PEACE & SECURITY | Creating a more stable world

13 August 2008

Rice Urges Russia to Cease Military Operations in Georgia

Secretary travels to France, Georgia

 
U.S. Secretary Rice, President Bush, U.S. Defense Secretary Gates  (© AP Images)
President Bush, center, is sending Secretary Rice to Georgia to convey U.S. support; with Defense Secretary Gates heading aid efforts.

Washington -- Secretary of State Condoleezza Rice says Russia must end military operations in Georgia immediately as it agreed to in a cease-fire agreement worked out by the European Union just days ago.

"This is not 1968 and the invasion of Czechoslovakia, where Russia can threaten its neighbors, occupy a capital, overthrow a government and get away with it.  Things have changed," Rice said at a State Department briefing August 13.

The Russians must respect U.S. military humanitarian aid efforts getting under way soon, Rice added just hours before leaving on a diplomatic mission to France and then to Georgia.

Earlier at a White House briefing August 13, President Bush announced he was sending Rice to Paris to consult with the French government about the cease-fire agreement it reached with the Russians, and then to Tbilisi, Georgia's capital city, to convey continuing U.S. support.  French Foreign Minister Bernard Kouchner, acting for the European Union, and Finish Foreign Minister Alexander Stubb, acting for the Organization for Security and Co-operation in Europe (OSCE), traveled to Tbilisi and to Moscow to reach a cease-fire accord.

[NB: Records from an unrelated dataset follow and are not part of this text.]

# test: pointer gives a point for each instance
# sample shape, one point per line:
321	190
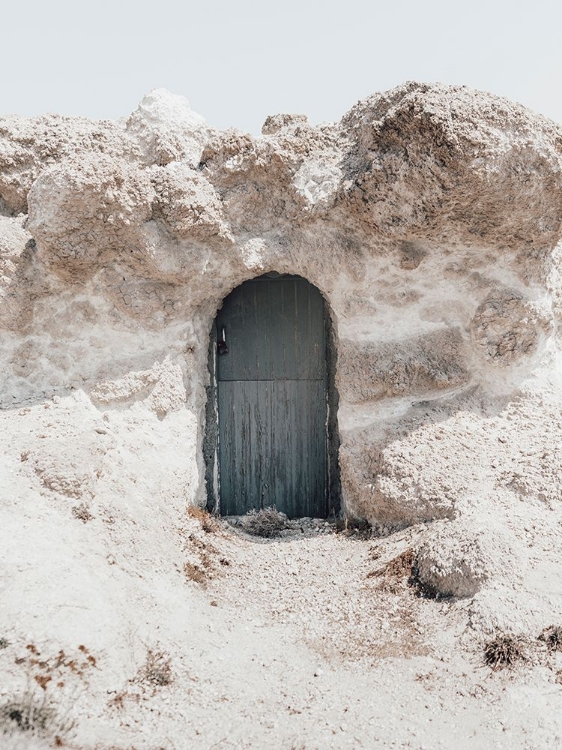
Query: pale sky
237	61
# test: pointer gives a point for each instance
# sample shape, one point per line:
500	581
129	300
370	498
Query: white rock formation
430	217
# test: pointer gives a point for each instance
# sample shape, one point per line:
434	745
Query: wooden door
271	394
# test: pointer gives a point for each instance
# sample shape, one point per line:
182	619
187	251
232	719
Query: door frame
211	430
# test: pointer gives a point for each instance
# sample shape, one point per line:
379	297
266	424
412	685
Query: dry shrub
267	522
354	527
552	636
208	522
32	716
197	573
505	650
396	571
82	513
37	712
157	669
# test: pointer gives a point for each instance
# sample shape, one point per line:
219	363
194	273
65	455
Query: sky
238	61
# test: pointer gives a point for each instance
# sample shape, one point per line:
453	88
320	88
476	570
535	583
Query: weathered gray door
271	384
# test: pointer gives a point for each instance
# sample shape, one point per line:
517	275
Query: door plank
271	390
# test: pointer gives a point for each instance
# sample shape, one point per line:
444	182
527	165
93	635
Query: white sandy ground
287	643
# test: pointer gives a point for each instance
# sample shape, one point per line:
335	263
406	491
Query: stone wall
429	217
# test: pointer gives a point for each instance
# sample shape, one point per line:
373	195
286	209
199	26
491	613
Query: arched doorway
275	436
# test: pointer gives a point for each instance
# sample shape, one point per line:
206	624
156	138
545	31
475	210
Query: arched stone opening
271	436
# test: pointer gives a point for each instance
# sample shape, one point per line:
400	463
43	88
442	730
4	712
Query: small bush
267	522
195	573
396	572
157	669
505	650
208	522
552	636
27	715
82	513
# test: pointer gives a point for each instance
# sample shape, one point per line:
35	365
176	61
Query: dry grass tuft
82	513
552	636
354	527
267	522
157	669
197	573
396	572
208	522
33	717
505	651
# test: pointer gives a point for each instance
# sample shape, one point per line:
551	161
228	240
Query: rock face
430	219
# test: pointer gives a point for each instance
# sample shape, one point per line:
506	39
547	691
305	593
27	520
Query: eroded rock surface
430	219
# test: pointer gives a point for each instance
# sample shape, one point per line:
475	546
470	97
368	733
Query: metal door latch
222	348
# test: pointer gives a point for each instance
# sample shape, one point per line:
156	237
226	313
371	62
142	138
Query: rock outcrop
430	218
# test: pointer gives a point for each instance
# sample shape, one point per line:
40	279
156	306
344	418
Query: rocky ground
318	638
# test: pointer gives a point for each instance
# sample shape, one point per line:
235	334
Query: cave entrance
274	401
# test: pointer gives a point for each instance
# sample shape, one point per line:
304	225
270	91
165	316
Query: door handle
222	348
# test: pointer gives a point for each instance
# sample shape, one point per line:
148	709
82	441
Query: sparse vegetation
82	513
157	669
396	572
267	522
354	527
208	522
552	636
32	716
37	710
196	573
505	651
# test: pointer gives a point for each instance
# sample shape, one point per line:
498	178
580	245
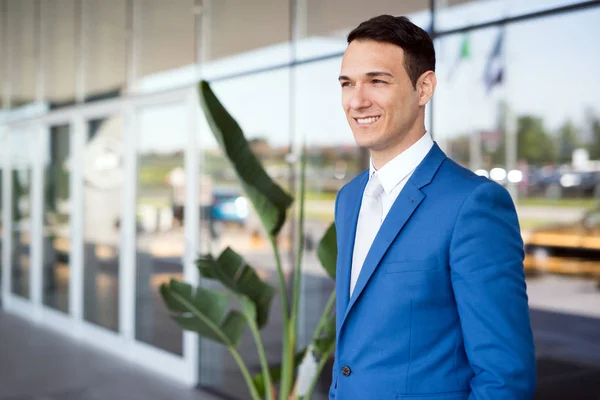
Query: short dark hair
419	53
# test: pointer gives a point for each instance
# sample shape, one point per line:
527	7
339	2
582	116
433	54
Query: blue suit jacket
440	309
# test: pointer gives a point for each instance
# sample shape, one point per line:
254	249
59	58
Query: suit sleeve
333	385
486	261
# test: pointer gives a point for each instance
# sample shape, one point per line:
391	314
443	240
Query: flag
463	54
494	69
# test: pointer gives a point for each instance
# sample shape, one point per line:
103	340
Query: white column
127	259
78	133
6	215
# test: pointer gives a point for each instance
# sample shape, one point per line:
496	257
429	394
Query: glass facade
516	101
57	238
22	174
102	199
160	215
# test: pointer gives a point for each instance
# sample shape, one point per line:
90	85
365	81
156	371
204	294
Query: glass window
23	48
103	184
22	169
328	22
164	134
56	239
238	40
167	35
60	51
452	14
228	220
105	48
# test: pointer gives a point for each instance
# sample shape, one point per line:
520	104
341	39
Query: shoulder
464	184
353	186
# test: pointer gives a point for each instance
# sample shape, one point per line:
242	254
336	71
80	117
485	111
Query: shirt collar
392	173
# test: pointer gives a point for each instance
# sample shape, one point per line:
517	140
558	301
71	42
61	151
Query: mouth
367	120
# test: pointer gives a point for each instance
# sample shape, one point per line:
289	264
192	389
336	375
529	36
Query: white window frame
184	369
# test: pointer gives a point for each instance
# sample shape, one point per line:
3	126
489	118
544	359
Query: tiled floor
38	364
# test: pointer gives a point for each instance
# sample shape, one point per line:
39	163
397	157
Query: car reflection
570	249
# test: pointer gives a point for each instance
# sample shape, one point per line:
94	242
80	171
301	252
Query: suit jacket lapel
350	219
407	202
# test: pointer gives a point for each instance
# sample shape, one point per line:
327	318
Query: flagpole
510	123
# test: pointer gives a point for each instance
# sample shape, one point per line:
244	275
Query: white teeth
369	120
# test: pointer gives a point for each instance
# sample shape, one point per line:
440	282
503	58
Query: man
432	302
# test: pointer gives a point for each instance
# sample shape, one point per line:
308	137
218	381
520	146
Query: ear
426	86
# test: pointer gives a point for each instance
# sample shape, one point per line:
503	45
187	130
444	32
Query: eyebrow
368	74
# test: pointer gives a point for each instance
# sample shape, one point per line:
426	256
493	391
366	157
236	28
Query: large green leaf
203	311
269	200
275	371
232	270
327	251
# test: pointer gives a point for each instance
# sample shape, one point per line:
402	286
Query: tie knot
374	187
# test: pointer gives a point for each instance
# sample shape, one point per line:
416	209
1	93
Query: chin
366	142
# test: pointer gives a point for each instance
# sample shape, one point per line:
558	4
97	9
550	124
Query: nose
359	99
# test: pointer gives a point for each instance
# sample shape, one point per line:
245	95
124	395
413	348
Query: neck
385	155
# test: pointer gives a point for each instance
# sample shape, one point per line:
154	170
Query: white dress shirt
393	177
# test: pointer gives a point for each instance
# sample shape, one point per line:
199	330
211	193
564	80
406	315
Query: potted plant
208	312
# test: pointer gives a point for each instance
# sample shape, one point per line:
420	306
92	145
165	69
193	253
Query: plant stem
293	333
282	285
263	358
287	363
245	372
287	358
300	251
320	367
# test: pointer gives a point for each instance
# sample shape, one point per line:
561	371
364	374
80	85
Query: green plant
208	312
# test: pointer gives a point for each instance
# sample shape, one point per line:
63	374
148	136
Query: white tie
369	221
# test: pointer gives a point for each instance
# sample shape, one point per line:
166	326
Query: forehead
367	55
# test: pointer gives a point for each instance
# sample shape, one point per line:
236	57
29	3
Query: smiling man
431	295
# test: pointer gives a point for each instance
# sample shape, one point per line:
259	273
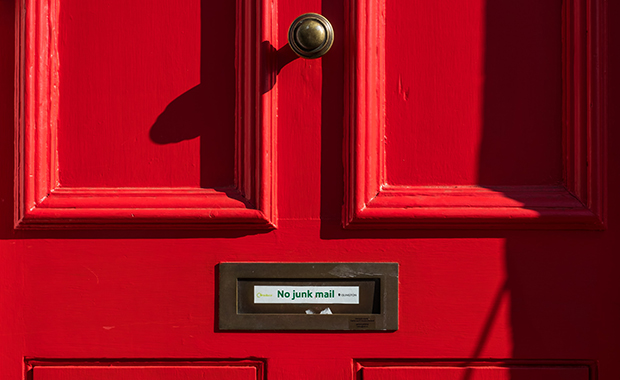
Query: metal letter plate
308	296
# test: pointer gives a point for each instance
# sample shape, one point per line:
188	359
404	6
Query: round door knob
310	35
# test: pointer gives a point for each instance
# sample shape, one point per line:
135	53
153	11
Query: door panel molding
42	202
577	204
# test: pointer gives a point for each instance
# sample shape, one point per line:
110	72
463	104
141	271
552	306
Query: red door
155	139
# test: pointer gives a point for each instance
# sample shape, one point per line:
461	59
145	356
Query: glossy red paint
143	154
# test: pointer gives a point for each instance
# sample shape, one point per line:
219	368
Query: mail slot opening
308	296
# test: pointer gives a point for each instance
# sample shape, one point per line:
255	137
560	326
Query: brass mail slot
308	296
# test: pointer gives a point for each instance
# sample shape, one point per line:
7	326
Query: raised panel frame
43	203
579	203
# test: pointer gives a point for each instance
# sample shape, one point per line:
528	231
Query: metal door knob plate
311	35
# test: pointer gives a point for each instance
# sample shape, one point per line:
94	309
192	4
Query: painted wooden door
146	141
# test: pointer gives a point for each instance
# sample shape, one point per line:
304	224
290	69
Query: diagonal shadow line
488	324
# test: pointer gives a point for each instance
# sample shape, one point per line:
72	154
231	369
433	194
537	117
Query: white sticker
307	294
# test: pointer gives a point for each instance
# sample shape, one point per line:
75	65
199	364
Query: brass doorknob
310	35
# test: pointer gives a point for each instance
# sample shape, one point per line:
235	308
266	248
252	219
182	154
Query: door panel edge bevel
41	202
579	203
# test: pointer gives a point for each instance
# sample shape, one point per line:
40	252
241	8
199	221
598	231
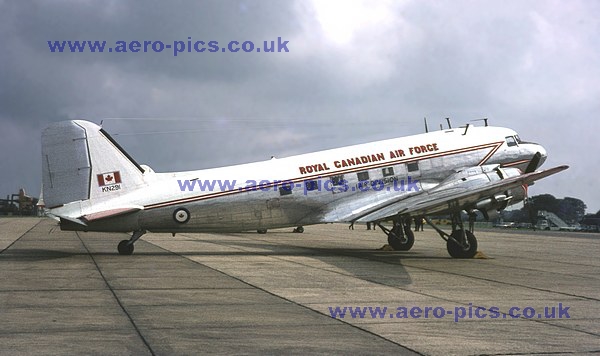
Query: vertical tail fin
80	161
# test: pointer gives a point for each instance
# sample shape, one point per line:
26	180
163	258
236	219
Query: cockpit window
510	141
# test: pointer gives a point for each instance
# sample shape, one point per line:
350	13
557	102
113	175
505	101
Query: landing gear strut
460	243
400	237
126	246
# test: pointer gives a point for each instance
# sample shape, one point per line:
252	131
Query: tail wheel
459	251
396	241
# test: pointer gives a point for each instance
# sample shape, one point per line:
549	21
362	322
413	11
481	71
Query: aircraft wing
438	201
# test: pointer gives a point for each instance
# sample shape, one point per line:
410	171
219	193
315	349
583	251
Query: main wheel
125	248
458	251
397	243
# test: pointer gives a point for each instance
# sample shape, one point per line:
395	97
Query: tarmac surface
247	293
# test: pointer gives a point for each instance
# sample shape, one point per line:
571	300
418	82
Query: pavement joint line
137	330
25	233
355	326
544	353
545	322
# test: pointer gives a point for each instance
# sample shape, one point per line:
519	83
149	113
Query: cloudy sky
356	71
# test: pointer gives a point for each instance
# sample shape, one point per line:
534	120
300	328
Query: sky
356	71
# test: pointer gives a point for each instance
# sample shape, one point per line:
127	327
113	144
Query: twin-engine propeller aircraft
91	184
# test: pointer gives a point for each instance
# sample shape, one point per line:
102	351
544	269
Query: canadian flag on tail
109	178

Bush also ordered Defense Secretary Robert Gates to launch a U.S. military-led humanitarian relief mission to Georgia by air and by sea.

Rice warned Russia that failure to respect a cease-fire agreement in war-torn Georgia

"will only serve to deepen the very strong, growing sense that Russia is not behaving like the kind of international partner that it has said it wants to be."

Rice said she had just spoken with Georgian President Mikheil Saakashvili and he welcomed Bush's statement and the plan to send in humanitarian assistance.

From the outset, Rice said, the issues surrounding the breakaway regions of South Ossetia and Abkhazia could have been resolved peacefully and without resorting to an invasion.  Fighting erupted August 7 in South Ossetia and escalated as Russian combat forces swept into Georgia.

Russia's actions are well beyond efforts to protect its forces and peacekeepers, she said.

"Russia engaged in activities that could not possibly be associated simply with the crisis in South Ossetia," she said.  "Bombing civilian targets, bombing targets outside of the zone of conflict -- some of which have civilian uses -- the activities in Gori, the activities at Poti, destruction of Georgian infrastructure, these are hardly moves that are related to South Ossetia," she said.